PD-1 Inhibitor MK-3475 Again Shows Promise in Advanced Melanoma
The PD-1 inhibitor MK-3475 is continuing to show activity and long-term responses in patients with metastatic melanoma, according to results presented at the International Congress of the Society for Melanoma Research.
MK-3475, an immunotherapy antibody against programmed death 1 (PD-1)-a key immune-checkpoint receptor expressed on some cancer cells-is continuing to show activity and long-term responses in patients with metastatic melanoma. The highest rate of objective response so far is 51% (51 patients) for those treated at the highest dose (10 mg/kg every 2 weeks), including 14% who experienced a complete response.
The overall response for all 116 patients treated at all 3 doses tested is 41%, including 9% experiencing a complete response. Eighty-eight percent of these responses are ongoing.
Results from the 116–melanoma patient cohort of a large multi-cancer phase I study were presented at the 10th International Congress of the Society for Melanoma Research (SMR), held November 17–20 in Philadelphia. A previous update of data from this patient cohort was presented at the American Society of Clinical Oncology annual meeting this summer. (See
The median duration of response at a median follow-up duration of 14.5 months has not yet been reached, according to presenter Caroline Robert, MD, head of dermatology at the Institut Gustave Roussy in Paris.
The 1-year survival rate is 81%, “an impressive rate of overall survival for a single-agent therapy,” said Robert.
Patients were treated with 10 mg/kg either every 2 or 3 weeks or with 2 mg/kg every 2 weeks. After a median follow-up of 14.5 months, 88% (43 patients) of the 49 responding patients continue to respond.
Twenty patients were treated at the lowest treatment dose of 2 mg/kg every 2 weeks. The response rate for these patients, who were all ipilimumab-naive, was 40%, with a 10% complete response rate.
The 24-week progression-free survival (PFS) rate was 54%. Those treated at the highest dose schedule had a 24-week PFS of 62%.

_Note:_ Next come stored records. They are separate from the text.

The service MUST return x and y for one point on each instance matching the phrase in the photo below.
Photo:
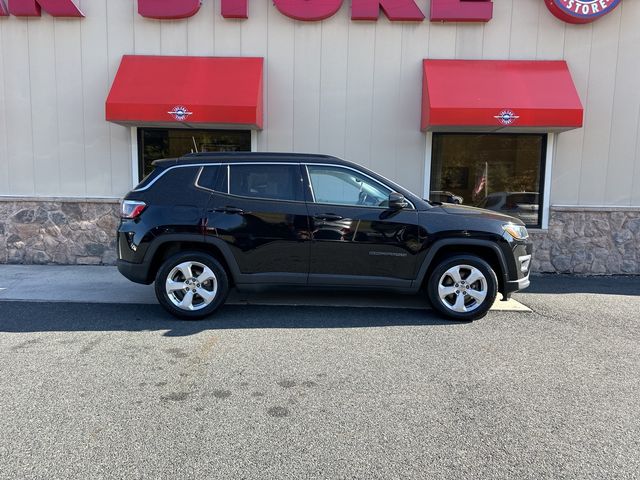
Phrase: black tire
(448, 306)
(218, 285)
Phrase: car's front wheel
(463, 287)
(191, 285)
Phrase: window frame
(137, 153)
(360, 172)
(228, 193)
(546, 158)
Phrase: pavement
(100, 284)
(115, 390)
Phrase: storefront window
(501, 172)
(157, 143)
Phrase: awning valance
(490, 95)
(187, 92)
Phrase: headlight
(516, 231)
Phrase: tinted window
(208, 176)
(341, 186)
(274, 182)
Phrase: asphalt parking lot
(123, 391)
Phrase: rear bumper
(136, 272)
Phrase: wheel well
(168, 249)
(485, 253)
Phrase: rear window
(149, 178)
(271, 182)
(214, 177)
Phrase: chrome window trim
(307, 165)
(313, 193)
(194, 165)
(201, 165)
(228, 192)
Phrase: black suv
(205, 222)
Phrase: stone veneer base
(58, 231)
(580, 240)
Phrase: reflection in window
(500, 172)
(158, 143)
(275, 182)
(340, 186)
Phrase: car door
(356, 238)
(258, 210)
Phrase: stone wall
(588, 240)
(71, 232)
(67, 232)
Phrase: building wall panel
(44, 101)
(341, 87)
(599, 109)
(18, 105)
(95, 82)
(626, 105)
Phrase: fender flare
(440, 244)
(206, 242)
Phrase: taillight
(132, 209)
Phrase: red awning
(492, 95)
(187, 91)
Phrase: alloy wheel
(462, 288)
(191, 286)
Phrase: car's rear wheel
(463, 287)
(191, 285)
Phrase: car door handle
(328, 217)
(230, 210)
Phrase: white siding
(351, 89)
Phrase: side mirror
(397, 201)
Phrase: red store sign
(571, 11)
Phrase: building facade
(372, 82)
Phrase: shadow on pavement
(562, 284)
(19, 317)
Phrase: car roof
(251, 157)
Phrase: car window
(272, 182)
(208, 176)
(342, 186)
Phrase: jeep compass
(203, 223)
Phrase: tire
(191, 285)
(454, 296)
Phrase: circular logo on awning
(581, 11)
(180, 113)
(506, 117)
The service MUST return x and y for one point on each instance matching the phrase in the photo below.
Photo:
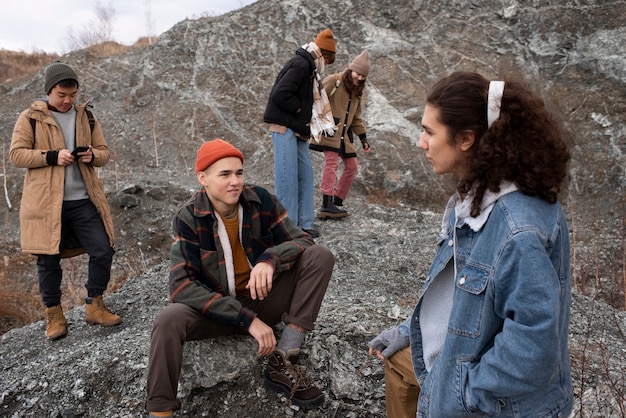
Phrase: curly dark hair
(526, 145)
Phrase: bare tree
(97, 30)
(150, 25)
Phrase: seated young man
(238, 265)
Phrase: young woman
(345, 91)
(489, 335)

Durable responses to MK-3475 were seen both in ipilimumab-naive patients and in patients previously treated with ipilimumab. Seventy-five percent of the patients had a wild-type version of the BRAF gene and 22% had BRAF-mutated tumors. Fourteen percent of the patients had received three or more prior therapies.
“Most responses occur early in the treatment regimen, but patients also [had responses that] occurred beyond 6 months of treatment,” said Robert.
Most adverse events experienced by patients have been mild. The most common side effects were fatigue (37%), pruritus (26%), and rash (22%). Higher-grade drug-related adverse events were experienced by 13% of patients. High-grade adverse events were more frequent at the highest dosage schedule: 14 patients (25%) experienced a grade 3 or 4 adverse event. Immune-related grade 1/2 pneumonitis occurred in 7 patients (5%).
Robert noted that it is not clear why there is a difference in the rate of response for the highest dose of MK-3475 but that it will be necessary to understand how to best administer MK-3475, including knowing the optimal duration of treatment.
An ongoing three-arm phase III trial of MK-3475 in metastatic melanoma is comparing two different MK-3475 doses (10 mg/kg either every 2 or 3 weeks) to ipilimumab given at 3 mg/kg every 3 weeks.
MK-3475 has also recently shown activity in a cohort of patients with nonsquamous and squamous non–small-cell lung cancer (NSCLC) from the same phase I trial as the current melanoma patients.
Other anti–PD-1 and anti–PD-L1 agents, such as nivolumab and MPDL3280A, are also currently being tested in phase III trials, including the combination of two immunotherapy antibodies for metastatic melanoma patients.